İsrail - Filistin - Türkiye Ekseninde Ortadoğu… 

Filistin topraklarının bilinen en eski halkı "AMELİKA" halkı idi. "Filist" adlı halk Girit adasından bu bölgeye göç etti. Filistler, Yunanlılarla akraba bir halk. Filist ismi de eski yunan tarihçileri tarafından bu halka verildi. Yahudiler ise; Firavun'un generali iken ona karşı çıkan Musa ile birlikte sürüldü ve bölgeye geldi. Filistler Araplaştı, Yahudilerde - bölgenin kendilerine vaat edildiğini iddia ettiler - Bölgenin gerçek halkı "AMELİKA" halkı ise tarihsel olarak asimile oldu. Tarihin en eski uyuşmazlıklarından birisi de bu şekilde başlamış oldu. Aslında bu coğrafyanın gerçek sahibi AMELİKA'lardır. (Bilgi İlahiyatçı Cemil Kılıç) 

Yeni Dünya Düzeni; ortadoğu'daki güvenlik sorununu İsrail ile aşmaya çalışıyor ancak İsrail devleti tek başına bu büyük coğrafyada güvenlik sorununu çözebilecek durumda değil. Türkiye'nin de bu sürece eklemlenmesi gerekiyor. İşte Büyük Ortadoğu Projesi (BOP) olarak tanımlanan yapılanmada; Türkiye'nin "cumhurbaşkanının" eş başkanlık yapmasının sebebi de bu -Küreselleşmenin Ortadoğu'daki koçbaşı olma startejisi- … Başka bir şekilde ifadelendirecek olursak Türkiye'yi kendi askeri ve siyasi emellerine alet edeceği bir ülke konumuna sürükleme planının parçası. Neo – Osmanlıcılık oyununu da bu açıdan değerlendirmek gerekir.

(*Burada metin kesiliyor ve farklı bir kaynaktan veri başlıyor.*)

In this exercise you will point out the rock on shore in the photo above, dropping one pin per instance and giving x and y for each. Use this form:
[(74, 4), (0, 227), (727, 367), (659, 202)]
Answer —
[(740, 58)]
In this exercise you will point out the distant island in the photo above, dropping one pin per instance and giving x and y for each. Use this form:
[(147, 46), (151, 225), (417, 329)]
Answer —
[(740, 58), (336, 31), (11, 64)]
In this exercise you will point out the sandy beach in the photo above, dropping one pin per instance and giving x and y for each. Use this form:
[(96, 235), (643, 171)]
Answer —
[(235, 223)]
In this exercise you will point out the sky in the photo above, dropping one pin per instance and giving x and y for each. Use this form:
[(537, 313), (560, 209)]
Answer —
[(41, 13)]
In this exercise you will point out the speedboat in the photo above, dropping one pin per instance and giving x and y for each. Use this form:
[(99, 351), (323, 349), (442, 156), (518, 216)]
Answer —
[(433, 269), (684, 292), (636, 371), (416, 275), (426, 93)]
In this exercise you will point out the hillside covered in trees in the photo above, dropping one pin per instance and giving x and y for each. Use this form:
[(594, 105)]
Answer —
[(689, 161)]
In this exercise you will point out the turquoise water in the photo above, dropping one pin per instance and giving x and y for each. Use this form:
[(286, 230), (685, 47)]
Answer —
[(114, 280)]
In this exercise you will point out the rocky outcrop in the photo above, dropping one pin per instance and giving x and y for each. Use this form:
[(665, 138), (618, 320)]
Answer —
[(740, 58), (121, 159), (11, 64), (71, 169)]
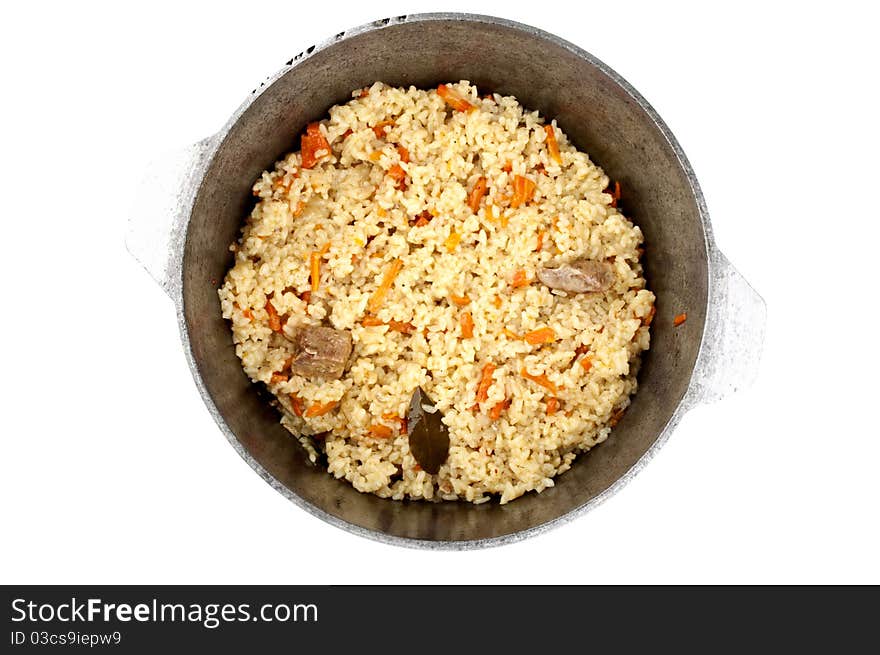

Afganistan ve Irak 'sorunlarını' silahla demokrasi getirerek çözen ABD ve müttefikleri için bölgede iki lokal güç kaldı. Bunlardan birincisi İran, diğeri ise Suriye. Suriye'nin son sekiz yılında yaşadığı sorunlar ve dünyanın tüm bölgelerinden gelen "terör" odaklarına karşı verdiği mücadele bu açıdan önemli. BOP Suriye'de sekteye uğramış bir projedir. Ancak daha bitmedi hala devam ediyor. Suriye'nin ilerici güçleri bu savaşı kazandı. BOP'un desteklediği gerici unsurlar bu savaşı kaybetti. Savaş; "Doğu Akdeniz ve Libya eksenine" kaydı.

Dünyada Sovyet Bloku'nun 1989 tarihi itibariyle dağılması ve kapitalizm karşısındaki alternatif güç olarak varlığının sonlanması ardından, 'siyasal İslam' alternatif bir sistem olarak ortaya çıktı ve kendini var etti. Bu durumda kapitalist blok Sovyet tehdidine karşı kurguladığı 'yeşil Kuşak Projesinden' vazgeçmek zorunda kaldı. Batı Blokunun kendi eliyle büyüttüğü canavardan desteğini çekip onunla mücadeleye girişmesi kaçınılmazdı. Siyasal İslama karşı tepkisellik ve mücadele sürecine Türkiye "28 Şubat müdahalesi" ile eklemlenmişti. İşte bu noktada karşımıza önceki yıllarda (1996) Refahyol Hükümetinin Başbakanı Necmettin Erbakan tarafından imzalanan İsrail – Türkiye Güvenlik ve İşbirliği Anlaşması çıkıyor. 23 Şubat 1996 yılında imzalanan bu anlaşmayla Ortadoğu'da BOP'un iki önemli aktörü bir araya getirilmiş oldu.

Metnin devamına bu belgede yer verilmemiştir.